To be honest,  I’m a slow thinker. I’m not one of those people who are quick-witted or can respond with a sharp answer immediately ….(I’m thinking….) and for that, I am very thankful because if I was so oriented, I think I would probably have done far more harm than good with my words…

…but I was definitely hurt so although I chose not to react at the time, I did talk it over with a friend and she helped me think through the best way to respond. It’s interesting that “responsibility” IS a word. I think we do have the response-ability to slow down long enough to choose our response and in doing so, we can break the cycle of instinctive responses and/or wrong but well practised behavior.  I’ve learned that taking responsibility can really change the course of a conversation and a relationship.
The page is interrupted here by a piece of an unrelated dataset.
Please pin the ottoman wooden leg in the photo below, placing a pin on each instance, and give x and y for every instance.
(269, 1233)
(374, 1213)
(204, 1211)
The other dynamic I’m learning is that the time when emotions are strongly felt is seldom the time for one to be reasonable.  At the time this happened to me,  I didn’t say anything, I talked the situation over with a friend during the week that followed and now that it’s been over a week since the actual incident, I’ve had time to “reposition” myself – to assume the best of the person and to recognize that her hurtful words towards me are certainly not a pattern in our relationship.  Letting time pass has gifted me with a different perspective and I have chosen to overlook this offence.

Loud words are seldom wise ones.  

raise your voice

Let your speech always be gracious, seasoned with salt, so that you may know how you ought to answer each person.  Colossians 4.6 ESV

 


Responses

  1. Yes, I too am often at a loss for words, believe it or not!
    So the best thing, as you have said, is not to say anything that you’d be sorry for. Thanks for the reminder.